This thread has been locked.

If you have a related question, please click the "Ask a related question" button in the top right corner. The newly created question will be automatically linked to this question.

C6657 CPU stall

Genius 5785 points

Hello,

I'd like to know a specification about CPU stall cycles. CPU need 10.5 cycles when CPU reads L2SARM via L1D Cache missed. What stall cycles does CPU have when it reads L2SRAM directly if L1D is disabled(SRAM)?

C66x Cache User Guide (SPRUGY8): Table 3-2 L1D Performance Parameters (Number of Stalls)
e2e.ti.com/.../462966

Regards,
Kazu

  • Hi Kazu Kon,

    Please refer the 3.1 Memory Read Performance numbers on Throughput Performance Guide for C66x KeyStone Devices(sprabk5).

    http://www.ti.com/lit/sprabk5

    Thank you

  • Hello Rajasekaran,

    Thank you for your information. But I'm a little confused because each of the document is different description about DSP stall. The case is Single Read, Source L2RAM and L1DCache Miss. Could you tell me the difference?

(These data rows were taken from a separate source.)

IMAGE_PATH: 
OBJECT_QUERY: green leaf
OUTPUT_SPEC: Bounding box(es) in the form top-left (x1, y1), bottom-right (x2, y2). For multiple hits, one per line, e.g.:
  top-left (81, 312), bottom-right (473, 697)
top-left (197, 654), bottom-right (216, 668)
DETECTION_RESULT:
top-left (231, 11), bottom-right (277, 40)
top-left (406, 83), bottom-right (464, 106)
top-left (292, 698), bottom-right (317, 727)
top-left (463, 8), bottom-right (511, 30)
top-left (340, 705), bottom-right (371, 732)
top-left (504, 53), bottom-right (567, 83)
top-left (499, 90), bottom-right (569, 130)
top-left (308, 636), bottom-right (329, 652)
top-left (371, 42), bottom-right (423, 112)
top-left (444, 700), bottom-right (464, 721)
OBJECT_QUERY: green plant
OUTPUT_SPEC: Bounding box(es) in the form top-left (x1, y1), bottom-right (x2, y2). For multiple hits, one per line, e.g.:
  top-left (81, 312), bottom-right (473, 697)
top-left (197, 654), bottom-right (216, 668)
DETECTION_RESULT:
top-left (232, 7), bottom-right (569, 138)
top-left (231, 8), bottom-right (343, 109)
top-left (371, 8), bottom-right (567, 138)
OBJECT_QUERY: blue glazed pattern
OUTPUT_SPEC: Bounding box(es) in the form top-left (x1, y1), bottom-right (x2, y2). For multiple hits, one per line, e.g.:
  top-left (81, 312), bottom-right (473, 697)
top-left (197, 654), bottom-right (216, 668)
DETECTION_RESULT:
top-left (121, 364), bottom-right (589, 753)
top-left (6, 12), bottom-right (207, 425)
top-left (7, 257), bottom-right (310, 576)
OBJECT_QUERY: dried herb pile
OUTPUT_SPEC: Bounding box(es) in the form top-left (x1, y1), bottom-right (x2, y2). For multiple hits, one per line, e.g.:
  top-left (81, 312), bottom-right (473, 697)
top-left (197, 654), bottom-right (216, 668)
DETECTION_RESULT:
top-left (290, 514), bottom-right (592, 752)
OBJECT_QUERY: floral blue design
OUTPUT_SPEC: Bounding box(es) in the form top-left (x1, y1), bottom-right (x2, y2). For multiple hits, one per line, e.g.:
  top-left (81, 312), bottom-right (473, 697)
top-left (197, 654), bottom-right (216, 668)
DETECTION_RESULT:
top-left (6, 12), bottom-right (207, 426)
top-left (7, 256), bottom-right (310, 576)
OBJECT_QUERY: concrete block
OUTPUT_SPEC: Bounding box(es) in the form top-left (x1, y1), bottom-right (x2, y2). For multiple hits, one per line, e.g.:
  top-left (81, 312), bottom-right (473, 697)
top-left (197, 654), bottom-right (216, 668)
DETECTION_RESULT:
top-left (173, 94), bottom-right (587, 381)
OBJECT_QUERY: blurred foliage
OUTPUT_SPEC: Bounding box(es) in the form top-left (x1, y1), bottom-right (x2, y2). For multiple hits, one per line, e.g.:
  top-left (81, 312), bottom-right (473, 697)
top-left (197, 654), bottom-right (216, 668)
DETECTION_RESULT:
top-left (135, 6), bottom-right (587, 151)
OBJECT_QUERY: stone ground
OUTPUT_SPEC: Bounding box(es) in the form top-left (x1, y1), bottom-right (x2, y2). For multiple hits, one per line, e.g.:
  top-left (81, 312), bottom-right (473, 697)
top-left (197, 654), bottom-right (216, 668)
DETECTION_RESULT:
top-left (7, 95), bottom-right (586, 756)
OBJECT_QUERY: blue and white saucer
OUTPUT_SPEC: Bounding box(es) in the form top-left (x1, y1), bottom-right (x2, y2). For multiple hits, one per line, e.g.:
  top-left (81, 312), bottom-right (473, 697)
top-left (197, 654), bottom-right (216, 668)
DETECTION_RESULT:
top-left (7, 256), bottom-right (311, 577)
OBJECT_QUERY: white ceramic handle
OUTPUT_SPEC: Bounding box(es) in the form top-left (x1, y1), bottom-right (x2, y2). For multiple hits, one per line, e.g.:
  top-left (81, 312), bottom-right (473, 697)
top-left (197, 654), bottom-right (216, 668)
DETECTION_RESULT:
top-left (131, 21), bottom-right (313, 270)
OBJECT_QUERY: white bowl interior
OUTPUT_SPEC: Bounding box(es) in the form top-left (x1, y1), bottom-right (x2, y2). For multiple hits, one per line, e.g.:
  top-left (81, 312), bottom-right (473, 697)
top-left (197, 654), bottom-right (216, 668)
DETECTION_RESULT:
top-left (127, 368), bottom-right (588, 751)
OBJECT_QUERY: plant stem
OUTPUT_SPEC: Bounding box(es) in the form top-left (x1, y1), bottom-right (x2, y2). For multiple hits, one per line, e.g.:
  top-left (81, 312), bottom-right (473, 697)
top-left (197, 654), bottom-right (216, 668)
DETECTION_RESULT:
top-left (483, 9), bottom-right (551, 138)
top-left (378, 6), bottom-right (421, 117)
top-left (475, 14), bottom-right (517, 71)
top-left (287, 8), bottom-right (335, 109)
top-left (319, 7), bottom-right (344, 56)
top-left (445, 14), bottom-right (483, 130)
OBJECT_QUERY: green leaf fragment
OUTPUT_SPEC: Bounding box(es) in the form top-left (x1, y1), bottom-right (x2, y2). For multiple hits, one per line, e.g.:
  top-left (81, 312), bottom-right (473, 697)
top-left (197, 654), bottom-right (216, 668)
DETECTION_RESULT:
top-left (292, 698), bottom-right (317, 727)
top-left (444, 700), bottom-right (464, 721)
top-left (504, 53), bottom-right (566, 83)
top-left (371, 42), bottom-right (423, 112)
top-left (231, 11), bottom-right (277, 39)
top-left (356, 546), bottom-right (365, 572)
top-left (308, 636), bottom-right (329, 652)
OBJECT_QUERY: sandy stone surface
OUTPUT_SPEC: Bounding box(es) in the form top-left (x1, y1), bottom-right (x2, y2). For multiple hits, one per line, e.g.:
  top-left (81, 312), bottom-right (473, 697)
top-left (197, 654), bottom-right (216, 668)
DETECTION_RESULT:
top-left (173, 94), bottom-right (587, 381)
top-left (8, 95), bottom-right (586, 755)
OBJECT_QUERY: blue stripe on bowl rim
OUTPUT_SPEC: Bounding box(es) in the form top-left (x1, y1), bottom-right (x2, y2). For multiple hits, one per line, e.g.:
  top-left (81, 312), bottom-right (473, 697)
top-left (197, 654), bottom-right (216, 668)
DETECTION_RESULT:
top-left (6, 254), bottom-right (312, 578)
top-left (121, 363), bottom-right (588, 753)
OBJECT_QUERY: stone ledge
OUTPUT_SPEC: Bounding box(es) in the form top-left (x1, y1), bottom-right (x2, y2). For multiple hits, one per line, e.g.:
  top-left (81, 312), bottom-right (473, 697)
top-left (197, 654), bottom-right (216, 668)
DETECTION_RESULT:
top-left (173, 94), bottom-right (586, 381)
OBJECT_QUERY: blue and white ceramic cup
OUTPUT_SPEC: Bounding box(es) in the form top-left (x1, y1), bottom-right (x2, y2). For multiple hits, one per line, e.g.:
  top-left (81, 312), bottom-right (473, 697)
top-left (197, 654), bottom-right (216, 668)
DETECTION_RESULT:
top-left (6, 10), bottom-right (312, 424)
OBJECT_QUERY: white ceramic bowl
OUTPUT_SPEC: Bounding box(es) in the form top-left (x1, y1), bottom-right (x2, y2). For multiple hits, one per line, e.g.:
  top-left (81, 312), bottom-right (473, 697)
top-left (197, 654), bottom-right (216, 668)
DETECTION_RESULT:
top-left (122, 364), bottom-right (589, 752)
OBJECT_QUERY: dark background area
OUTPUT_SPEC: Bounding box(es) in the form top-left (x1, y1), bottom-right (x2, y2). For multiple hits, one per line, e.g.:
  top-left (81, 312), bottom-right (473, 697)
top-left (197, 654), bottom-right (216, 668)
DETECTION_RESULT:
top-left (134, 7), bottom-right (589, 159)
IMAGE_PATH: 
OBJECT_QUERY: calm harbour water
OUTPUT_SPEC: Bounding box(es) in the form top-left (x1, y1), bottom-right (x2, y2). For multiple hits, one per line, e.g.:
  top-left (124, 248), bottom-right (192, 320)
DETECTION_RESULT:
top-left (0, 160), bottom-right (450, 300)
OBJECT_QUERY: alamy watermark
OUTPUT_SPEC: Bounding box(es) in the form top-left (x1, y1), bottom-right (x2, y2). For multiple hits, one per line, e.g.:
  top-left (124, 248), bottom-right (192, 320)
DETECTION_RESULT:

    1) Cache User Guide (SPRUGY8): 10.5 cycles (10 or 11)
    2) Throughput application note (SPRABK5A1): 7 cycles

    Actually, the information I want is not L1D missed but L1D disabled. I measured these cases. I think that L1D disabled is faster than L1D missed. I want accurate information during L1D disabled.

    Regards,
    Kazu

  • Hello Rajasekaran,

    Could you please give me an answer?

    Regards,
    Kazu

  • Kazu

    I think that you are right.  L1D miss may requires loading new value to L1D and evicted the previous value that might take more time.  You do not need to disable L1d, all you need is disable the cache in L1d  (I assume this is what you mean) and use L1D as SRAM.  In that case, the core can access vectors that are stored in L1D with 0 wait-states 


    Does it make sense?  If this is enough for you close the thread

    Ran

  • Hello Ran,

    Thank you for your reply. I'm sorry for asking the same question many times. Which is correct cpu stall cycles? In this case, L1D-Cache missed and reading from L2-SRAM.

    1) Cache User Guide (SPRUGY8): 10.5 cycles (10 or 11)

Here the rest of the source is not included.